Dans une ville aussi privilégiée, les enseignemens s’offraient en foule à Raphaël. Avec autant de conscience que de perspicacité, M. Müntz a nettement fait ressortir l’action que plusieurs des devanciers ou des contemporains du maître devaient tour à tour exercer sur son talent, Donatello et Masaccio, par exemple, auxquels nous le voyons emprunter des figures ou même des fragmens de compositions. Aux noms de ces deux précurseurs, il convient de joindre celui d’un autre artiste dont on n’a peut-être pas suffisamment relevé et caractérisé l’influence dans l’œuvre du Sanzio; nous voulons parler de Ghiberti. M. Müntz rapporte à ce propos qu’au retour de son dernier voyage à Florence, Charles Blanc avait été frappé des analogies qu’il avait remarquées entre l’admirable ordonnance de l’École d’Athènes et plusieurs des bas-reliefs de la seconde porte du Baptistère, notamment celui de la Reine de Saba devant Salomon. Mais ce n’est pas seulement aux œuvres en question, ni à la disposition générale des lignes et au groupement des personnages que se bornent ces analogies, qui nous paraissent devoir être étendues au talent des deux maîtres, à leur façon pareille de comprendre et d’exprimer la beauté, à cette souplesse d’exécution, à ce sens exquis de la mesure, à cette variété charmante des draperies et des poses, enfin, à cette grâce accomplie des proportions et des types que nous retrouvons au même degré chez tous deux. Ces adorables figures de femmes que l’on admire dans l’Eve naissante et l’Eve chassée du Paradis, ou dans les Anges apparaissant à Abraham on oublie trop que le grand sculpteur florentin les avait créées près d’un siècle avant Raphaël, qui ne nous paraît pas avoir rien produit de plus parfait en ce genre.

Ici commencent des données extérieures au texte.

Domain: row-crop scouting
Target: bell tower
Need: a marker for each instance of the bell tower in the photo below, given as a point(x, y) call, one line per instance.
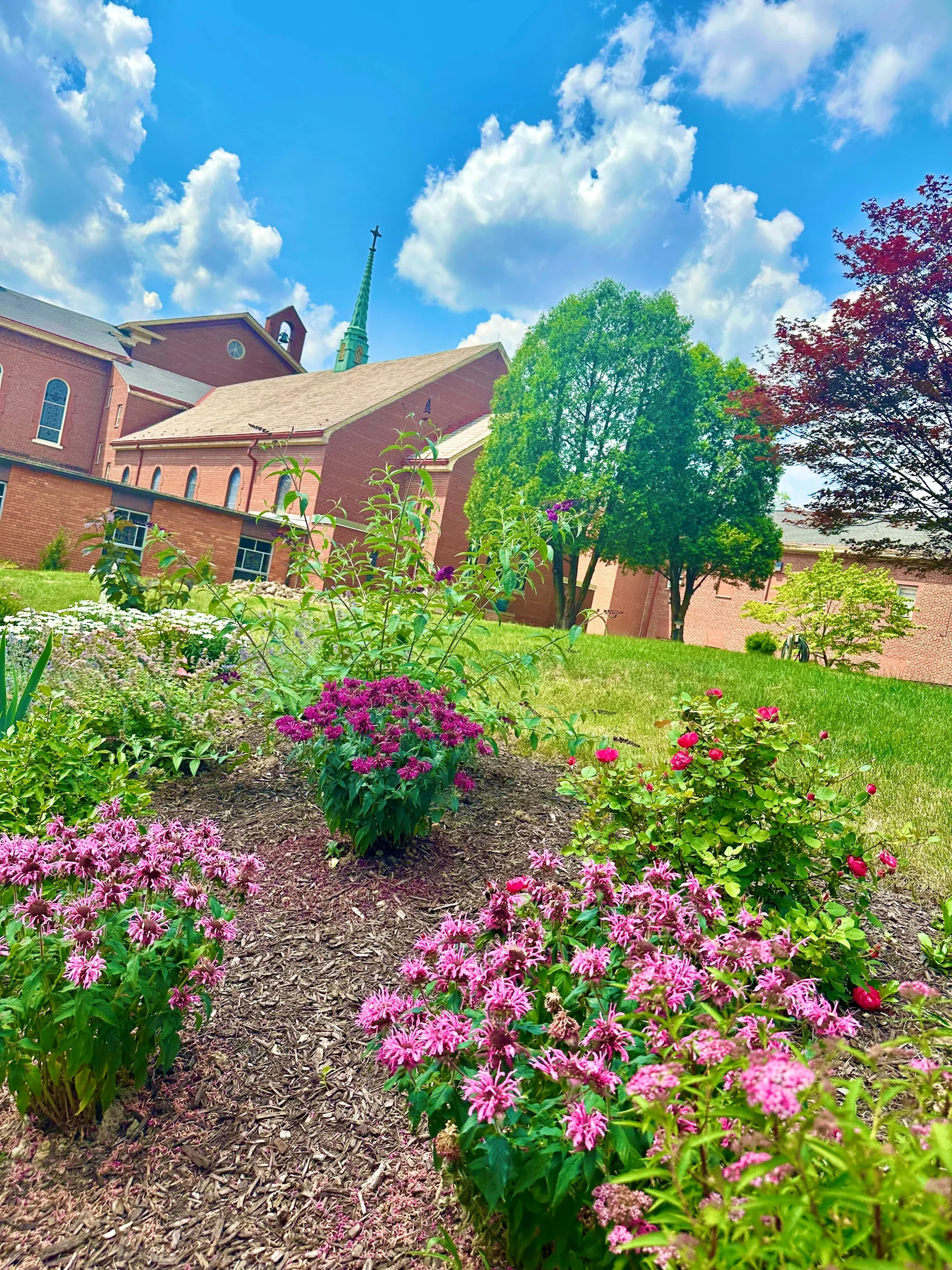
point(353, 346)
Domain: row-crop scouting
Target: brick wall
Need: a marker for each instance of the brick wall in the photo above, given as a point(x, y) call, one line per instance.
point(200, 351)
point(28, 366)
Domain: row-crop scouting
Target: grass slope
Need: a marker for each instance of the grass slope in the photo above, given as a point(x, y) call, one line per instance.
point(903, 731)
point(49, 591)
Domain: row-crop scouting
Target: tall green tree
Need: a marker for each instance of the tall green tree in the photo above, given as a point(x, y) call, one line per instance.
point(590, 379)
point(700, 488)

Ce n’est pas seulement, non plus, parmi les précurseurs que l’Urbinate trouvait des modèles à imiter. Sans parler de D. Ghirlandajo et surtout de fra Bartolommeo, auxquels il devait faire aussi plus d’un emprunt, Raphaël allait demander à Léonard et à Michel-Ange des exemples encore plus hauts. Toujours désireux d’accroître son talent, il ne pouvait manquer d’être frappé des qualités nouvelles que lui montraient les deux maîtres alors le plus en vue, et qui étaient appelés à exercer sur leur jeune émule une influence dont M. Müntz a soigneusement relevé les nombreux témoignages.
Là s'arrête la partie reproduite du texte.